Beyond clarifying the ‘signals’ from the cultural history, CFL allows to illustrate the significance of crucial actions that redirected the apparent ‘natural course’ of history. For instance, the evolution of democracy in India is many a times taken for granted. This has to be contrasted with the devastating course of democracy in the neighboring Pakistan, Bangladesh, Sri Lanka and Burma. An important book that clarify this phenomenon is Army and Nation by Steven Wilkinson. Wilkinson addresses how Indian founding leaders systematically nullified the democracy-destabilizing potential of the Indian Army. This, they did by modifying key tenets of the Royal British Indian army that based organization of army units according to the assumption of existence ‘marital races’ in India. Because of the Royal British Army’s belief in the ‘marital races’, the British India army was organized as ‘racial regiments’, and there was a dominance of certain racial groups in the Indian army’s upper echelon. Nehru and Patel deftly reorganized it, such that the ‘racial homogeneity’ of the upper echelon was demolished, while the lower strata was maintained in the organizational style of the British Army. Besides, they created buffer units of a series of paramilitary troops to maintain regular security-keeping function. They also removed the unified command system of the Royal army, and prevented coordination of the three units of the military under a single command. All this ‘softened’ the Indian army and made it subordinate to the civilian authority. In Pakistan, on the contrary, none of these measures were instituted, and in a matter of few years, democracy was sabotaged by the military in favour of military autocracy. We can understand the significance of these moves by Indian founding fathers only when we realize that India is one of the very few countries that could sustain a democratic regimen of the tens of nations that got decolonized in Asia and Africa after the world war. The real significance of India’s achievement can be understood only when you do a CFR of the actions of our founding leaders (We shall discuss this point in detail in yet another dedicated article).

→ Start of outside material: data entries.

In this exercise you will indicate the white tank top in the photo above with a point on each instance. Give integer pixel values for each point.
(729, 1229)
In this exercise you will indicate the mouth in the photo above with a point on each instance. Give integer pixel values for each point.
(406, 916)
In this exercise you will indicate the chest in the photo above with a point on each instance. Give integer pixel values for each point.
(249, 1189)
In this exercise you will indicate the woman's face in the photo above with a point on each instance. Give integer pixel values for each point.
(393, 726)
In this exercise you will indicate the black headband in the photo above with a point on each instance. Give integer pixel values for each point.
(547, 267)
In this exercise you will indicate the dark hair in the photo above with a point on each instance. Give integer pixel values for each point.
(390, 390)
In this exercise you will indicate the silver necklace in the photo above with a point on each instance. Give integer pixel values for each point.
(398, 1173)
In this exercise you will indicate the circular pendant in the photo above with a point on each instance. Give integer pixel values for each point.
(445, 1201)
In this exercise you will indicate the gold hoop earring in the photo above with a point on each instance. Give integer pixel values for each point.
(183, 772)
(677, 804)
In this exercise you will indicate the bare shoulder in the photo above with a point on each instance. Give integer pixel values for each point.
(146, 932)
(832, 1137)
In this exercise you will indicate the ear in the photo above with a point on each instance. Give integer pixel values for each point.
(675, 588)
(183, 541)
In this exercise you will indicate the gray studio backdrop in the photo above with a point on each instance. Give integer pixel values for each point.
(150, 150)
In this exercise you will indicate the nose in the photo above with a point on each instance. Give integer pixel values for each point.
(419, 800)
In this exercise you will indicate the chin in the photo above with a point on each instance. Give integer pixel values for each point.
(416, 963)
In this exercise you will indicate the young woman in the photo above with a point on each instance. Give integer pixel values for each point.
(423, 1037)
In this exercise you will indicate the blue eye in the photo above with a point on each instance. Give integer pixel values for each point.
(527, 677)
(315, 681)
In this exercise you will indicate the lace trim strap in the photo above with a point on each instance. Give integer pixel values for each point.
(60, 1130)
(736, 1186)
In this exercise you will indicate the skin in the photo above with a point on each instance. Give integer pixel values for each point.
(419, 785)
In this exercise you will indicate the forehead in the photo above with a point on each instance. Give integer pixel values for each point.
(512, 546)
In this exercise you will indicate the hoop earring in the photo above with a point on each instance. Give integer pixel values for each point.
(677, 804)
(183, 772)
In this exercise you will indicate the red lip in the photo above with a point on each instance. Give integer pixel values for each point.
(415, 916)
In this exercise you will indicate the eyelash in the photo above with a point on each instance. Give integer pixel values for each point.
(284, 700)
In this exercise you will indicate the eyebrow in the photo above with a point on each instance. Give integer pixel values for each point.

This blog would use the techniques of EVA, deconstruction and CFR in a broad array of questions. This includes analysis of political propaganda, cultural myths, geopolitical conflicts, historical narratives, rhetorical presentations and religious mythography. It underlines the fact that skepticism cannot be passively sustained, but requires active intervention using a whole range of sophisticated tools in a systematic manner.